D’abord, elle tranche, en apparence, avec le processus de sécularisation d’une société qui renvoie le religieux à la sphère strictement privée. Mais cette opposition relève davantage de la construction théorique par analogie historique : la laïcité des pouvoirs publics est acquise et ce n’est pas la présence de particularismes confessionnels en son sein, respectant le jeu démocratique, qui pourra la remettre en question. A condition, bien sûr, que la référence religieuse ne soit pas instrumentalisée dans l’espace public comme moyen de propagande.
Ensuite, elle pose, avec plus d’acuité, la capacité des nouveaux inclus, quelle que soit leur base électorale, à développer une citoyenneté authentique, à la base de l’égalité des droits et des devoirs pour tous.
Nous avons le privilège de disposer des instances législatives les plus multiculturelles qui soient en Europe. Dans ce contexte, la présence des « nouveaux Belges » sur les listes électorales signera-t-elle davantage un multiculturalisme de la cohabitation, teinté d’égalitarisme sur fond multi-éthnique, ou plutôt une interculturalité de la mixité, axée sur la solidarité commune ?

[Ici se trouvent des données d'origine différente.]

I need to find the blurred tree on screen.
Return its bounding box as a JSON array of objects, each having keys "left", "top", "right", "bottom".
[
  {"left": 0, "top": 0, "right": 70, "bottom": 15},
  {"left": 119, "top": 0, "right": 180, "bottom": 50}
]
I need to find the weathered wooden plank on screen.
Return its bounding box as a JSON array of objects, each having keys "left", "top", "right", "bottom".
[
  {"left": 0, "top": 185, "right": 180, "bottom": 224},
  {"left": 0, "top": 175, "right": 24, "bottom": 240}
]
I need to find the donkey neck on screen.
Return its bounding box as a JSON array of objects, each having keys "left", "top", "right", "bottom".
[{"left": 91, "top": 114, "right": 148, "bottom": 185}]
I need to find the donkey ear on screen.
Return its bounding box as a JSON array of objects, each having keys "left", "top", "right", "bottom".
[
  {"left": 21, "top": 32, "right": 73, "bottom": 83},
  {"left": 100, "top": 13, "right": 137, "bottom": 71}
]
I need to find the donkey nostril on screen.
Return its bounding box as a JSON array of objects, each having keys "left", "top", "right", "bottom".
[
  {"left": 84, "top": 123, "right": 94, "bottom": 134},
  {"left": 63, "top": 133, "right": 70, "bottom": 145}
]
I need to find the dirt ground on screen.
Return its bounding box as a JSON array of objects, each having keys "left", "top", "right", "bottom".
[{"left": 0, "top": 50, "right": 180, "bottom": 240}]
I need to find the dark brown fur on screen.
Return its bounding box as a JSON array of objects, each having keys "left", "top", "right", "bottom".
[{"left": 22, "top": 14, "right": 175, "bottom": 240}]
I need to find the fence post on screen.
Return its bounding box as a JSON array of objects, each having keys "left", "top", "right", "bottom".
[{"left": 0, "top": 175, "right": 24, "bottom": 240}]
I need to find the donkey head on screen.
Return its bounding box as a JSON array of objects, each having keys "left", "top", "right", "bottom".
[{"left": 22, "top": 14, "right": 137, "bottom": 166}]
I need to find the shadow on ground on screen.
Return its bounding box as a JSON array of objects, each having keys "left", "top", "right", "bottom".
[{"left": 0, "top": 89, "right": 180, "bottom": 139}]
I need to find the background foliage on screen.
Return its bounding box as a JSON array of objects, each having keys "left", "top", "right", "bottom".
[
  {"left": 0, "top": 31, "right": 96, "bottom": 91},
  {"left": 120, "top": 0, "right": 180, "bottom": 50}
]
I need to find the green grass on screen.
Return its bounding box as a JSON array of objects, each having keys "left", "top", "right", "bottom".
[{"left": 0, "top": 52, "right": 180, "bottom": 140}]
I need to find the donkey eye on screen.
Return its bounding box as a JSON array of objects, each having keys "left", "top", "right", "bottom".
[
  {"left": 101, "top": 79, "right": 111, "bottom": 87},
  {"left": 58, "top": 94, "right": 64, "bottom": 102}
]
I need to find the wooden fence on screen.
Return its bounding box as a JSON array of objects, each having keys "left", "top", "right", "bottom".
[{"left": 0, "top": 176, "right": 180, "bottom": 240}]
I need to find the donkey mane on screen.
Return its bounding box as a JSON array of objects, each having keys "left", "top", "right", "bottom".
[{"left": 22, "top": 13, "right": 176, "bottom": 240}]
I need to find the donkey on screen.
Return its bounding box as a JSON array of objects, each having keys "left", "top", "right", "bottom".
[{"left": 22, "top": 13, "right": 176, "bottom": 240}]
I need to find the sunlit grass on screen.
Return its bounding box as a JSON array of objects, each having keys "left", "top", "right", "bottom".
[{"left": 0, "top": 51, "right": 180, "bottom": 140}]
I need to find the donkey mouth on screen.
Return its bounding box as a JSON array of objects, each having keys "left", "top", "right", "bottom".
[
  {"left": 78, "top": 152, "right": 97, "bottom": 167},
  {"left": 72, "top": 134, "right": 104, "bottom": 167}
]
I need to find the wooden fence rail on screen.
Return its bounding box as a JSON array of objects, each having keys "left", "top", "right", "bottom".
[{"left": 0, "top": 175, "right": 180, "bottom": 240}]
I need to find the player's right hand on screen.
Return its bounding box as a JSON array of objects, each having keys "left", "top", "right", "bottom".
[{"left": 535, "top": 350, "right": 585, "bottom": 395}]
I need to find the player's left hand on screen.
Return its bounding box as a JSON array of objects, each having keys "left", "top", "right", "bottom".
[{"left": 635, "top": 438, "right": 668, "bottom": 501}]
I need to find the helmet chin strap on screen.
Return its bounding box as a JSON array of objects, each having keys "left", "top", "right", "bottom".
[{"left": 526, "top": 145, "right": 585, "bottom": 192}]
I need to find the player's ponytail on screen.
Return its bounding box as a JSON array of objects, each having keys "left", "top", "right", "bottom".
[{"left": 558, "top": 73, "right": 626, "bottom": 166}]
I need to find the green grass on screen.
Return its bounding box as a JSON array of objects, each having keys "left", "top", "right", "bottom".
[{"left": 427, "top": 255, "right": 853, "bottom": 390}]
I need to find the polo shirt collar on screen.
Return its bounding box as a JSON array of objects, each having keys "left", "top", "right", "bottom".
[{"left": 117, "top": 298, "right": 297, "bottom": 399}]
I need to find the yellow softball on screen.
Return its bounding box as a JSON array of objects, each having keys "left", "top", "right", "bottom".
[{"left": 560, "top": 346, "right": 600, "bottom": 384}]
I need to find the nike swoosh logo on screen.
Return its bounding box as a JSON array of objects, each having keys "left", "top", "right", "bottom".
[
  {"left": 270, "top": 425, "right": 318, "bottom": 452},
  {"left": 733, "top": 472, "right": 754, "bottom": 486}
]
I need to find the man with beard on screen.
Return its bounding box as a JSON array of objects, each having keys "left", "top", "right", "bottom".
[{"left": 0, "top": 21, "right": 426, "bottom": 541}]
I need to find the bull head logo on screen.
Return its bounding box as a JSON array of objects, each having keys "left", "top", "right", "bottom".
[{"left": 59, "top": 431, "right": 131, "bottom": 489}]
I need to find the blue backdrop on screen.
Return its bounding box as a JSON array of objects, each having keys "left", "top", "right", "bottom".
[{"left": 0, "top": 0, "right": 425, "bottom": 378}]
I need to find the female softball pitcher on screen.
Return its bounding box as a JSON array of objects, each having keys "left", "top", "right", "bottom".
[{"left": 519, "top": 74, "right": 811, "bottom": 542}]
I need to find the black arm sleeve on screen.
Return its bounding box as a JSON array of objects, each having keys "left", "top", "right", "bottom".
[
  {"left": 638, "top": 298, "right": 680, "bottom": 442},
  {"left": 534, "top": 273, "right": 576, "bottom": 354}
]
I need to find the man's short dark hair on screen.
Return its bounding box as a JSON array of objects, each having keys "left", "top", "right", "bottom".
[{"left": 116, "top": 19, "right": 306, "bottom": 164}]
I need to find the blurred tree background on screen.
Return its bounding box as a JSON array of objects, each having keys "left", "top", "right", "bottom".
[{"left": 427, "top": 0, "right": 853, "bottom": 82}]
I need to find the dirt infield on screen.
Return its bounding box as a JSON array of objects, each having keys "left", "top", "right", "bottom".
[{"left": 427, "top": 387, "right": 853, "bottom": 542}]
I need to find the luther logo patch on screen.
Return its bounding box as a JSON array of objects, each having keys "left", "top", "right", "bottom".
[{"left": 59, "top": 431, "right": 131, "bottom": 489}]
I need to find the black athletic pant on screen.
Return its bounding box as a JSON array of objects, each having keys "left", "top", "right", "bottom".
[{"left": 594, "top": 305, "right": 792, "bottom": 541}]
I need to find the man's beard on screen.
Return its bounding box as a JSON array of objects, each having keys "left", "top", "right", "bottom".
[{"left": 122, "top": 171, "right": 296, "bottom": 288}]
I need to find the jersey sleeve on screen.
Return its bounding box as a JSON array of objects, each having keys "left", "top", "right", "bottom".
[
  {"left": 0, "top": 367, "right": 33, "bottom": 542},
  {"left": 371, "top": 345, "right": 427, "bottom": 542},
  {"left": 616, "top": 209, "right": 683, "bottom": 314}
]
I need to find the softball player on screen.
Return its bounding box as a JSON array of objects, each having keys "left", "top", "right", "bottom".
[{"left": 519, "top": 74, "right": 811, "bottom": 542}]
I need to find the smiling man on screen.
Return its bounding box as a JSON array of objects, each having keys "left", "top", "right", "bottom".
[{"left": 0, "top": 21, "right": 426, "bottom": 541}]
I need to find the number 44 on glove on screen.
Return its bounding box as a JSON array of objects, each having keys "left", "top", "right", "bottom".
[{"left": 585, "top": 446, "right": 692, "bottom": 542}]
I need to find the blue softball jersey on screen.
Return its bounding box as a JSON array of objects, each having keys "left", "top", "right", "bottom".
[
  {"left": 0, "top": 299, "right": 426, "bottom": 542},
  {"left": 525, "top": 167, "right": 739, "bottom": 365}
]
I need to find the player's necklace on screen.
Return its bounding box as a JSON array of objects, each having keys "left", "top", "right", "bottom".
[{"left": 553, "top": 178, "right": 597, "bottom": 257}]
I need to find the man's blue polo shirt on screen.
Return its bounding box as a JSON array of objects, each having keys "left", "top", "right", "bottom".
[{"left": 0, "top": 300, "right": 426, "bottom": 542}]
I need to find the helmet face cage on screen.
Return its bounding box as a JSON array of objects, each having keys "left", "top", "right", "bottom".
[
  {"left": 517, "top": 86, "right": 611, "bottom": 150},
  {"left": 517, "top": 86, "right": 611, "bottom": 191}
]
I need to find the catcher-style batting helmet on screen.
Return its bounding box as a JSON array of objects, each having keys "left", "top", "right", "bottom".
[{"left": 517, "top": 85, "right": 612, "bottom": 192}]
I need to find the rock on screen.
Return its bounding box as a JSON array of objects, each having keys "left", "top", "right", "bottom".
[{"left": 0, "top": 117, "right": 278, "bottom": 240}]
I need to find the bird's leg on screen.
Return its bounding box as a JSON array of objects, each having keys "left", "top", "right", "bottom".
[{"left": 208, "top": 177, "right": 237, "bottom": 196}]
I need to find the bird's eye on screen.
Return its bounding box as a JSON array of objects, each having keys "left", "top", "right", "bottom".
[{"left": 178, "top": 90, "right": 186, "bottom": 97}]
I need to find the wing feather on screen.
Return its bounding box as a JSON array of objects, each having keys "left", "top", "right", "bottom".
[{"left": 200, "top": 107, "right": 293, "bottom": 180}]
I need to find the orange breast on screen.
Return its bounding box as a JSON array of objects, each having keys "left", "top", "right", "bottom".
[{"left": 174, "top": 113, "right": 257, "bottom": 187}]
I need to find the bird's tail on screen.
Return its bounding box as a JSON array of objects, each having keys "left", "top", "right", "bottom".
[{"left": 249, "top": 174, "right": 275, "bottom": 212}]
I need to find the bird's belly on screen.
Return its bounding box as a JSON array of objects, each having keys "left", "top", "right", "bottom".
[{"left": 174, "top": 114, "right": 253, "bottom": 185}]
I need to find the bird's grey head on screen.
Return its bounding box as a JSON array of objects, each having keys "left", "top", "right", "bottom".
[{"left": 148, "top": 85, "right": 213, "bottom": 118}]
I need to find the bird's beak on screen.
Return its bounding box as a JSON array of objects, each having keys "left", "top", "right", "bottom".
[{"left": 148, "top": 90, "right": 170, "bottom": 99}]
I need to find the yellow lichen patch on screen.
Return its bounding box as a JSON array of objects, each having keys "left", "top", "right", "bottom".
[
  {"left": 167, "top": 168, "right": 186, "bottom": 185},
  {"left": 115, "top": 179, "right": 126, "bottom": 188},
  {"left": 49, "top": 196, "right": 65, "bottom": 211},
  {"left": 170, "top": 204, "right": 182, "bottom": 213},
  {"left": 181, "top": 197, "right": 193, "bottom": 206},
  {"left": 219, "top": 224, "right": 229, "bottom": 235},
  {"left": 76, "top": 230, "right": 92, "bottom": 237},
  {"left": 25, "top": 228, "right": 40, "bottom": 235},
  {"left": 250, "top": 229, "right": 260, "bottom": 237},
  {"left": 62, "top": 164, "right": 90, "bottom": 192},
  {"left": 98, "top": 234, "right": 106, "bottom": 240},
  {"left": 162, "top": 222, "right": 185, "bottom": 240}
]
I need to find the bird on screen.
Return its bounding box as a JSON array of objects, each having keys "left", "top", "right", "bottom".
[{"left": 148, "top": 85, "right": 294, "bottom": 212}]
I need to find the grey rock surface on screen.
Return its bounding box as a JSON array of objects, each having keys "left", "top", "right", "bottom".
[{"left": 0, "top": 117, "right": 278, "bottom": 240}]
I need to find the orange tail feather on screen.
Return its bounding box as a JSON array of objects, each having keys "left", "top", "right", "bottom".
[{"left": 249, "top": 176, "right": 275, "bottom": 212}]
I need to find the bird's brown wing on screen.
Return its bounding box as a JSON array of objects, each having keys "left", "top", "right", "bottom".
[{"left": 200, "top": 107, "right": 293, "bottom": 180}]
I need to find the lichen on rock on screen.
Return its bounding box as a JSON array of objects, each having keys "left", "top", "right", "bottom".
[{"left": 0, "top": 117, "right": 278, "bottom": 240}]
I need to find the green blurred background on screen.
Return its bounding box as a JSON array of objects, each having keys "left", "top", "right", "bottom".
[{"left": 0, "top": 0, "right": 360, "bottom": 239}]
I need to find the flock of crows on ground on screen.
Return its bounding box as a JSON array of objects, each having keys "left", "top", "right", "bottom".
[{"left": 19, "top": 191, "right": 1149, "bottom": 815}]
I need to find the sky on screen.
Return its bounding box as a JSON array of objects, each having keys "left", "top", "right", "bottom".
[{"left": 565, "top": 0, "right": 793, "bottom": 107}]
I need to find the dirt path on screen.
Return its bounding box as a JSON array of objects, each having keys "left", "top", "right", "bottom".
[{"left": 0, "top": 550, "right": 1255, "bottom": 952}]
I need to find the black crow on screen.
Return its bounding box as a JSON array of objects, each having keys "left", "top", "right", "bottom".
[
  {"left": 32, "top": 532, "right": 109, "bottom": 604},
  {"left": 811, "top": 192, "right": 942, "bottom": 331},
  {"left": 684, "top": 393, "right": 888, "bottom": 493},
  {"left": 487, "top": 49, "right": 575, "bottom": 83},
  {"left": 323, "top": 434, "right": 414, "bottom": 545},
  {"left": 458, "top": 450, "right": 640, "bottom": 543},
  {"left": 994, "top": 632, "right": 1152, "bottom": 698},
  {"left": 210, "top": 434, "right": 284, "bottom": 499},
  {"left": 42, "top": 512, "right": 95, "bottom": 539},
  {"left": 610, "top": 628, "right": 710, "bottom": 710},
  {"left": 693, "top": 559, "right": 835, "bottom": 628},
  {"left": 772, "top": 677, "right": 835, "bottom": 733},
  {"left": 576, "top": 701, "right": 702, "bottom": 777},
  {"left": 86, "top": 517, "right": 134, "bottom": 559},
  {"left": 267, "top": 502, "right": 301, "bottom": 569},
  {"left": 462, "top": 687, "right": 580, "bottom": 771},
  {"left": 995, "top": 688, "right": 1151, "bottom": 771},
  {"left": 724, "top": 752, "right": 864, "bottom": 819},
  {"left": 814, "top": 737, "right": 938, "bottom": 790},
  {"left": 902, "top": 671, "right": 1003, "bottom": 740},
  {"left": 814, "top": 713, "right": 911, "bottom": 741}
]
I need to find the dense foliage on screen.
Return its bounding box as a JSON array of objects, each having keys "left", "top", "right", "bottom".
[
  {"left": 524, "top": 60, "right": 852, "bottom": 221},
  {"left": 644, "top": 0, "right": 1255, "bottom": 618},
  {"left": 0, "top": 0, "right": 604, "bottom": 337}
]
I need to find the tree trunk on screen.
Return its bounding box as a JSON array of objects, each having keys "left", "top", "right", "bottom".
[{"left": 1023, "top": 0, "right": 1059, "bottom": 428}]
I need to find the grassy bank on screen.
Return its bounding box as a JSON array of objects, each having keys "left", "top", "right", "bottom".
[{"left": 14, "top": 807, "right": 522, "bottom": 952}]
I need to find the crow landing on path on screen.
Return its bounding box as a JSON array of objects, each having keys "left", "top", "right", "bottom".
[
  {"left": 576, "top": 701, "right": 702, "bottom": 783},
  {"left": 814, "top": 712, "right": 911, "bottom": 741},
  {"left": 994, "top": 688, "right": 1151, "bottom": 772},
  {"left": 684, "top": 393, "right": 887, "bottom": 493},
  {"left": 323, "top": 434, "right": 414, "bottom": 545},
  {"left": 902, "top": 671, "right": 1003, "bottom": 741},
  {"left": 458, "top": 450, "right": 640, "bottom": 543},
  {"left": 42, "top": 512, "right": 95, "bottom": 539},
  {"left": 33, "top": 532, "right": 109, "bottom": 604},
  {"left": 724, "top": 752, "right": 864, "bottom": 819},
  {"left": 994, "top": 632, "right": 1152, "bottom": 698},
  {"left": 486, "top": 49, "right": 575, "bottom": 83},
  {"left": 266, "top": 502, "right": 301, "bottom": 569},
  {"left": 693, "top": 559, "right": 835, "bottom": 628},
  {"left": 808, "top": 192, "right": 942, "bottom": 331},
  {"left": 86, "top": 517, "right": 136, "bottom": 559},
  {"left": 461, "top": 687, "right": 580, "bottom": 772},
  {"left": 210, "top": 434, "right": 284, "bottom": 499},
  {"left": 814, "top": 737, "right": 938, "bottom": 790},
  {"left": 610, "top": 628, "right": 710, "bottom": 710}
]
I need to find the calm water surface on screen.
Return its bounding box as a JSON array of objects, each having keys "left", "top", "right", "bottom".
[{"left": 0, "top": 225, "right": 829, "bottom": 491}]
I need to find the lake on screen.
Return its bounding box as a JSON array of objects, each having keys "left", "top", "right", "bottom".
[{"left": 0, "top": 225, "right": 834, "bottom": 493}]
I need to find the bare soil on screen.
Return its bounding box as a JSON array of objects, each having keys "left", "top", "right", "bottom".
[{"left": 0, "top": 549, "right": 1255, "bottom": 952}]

Essayer d’y répondre par l’action politique, c’est d’abord accepter que l’issue puisse être conditionnée par le refus de l’assignation identitaire en tant que « gadget électoral », mais aussi la volonté de se démarquer du comportement de minorité, la non-sélection du discriminatif, la construction d’un discours rationnel qui ne souffre pas de l’exception culturelle, et la capacité de se soustraire du populisme en dégageant des forces de proposition active à partir de l’universalité qui se dégage des références propres.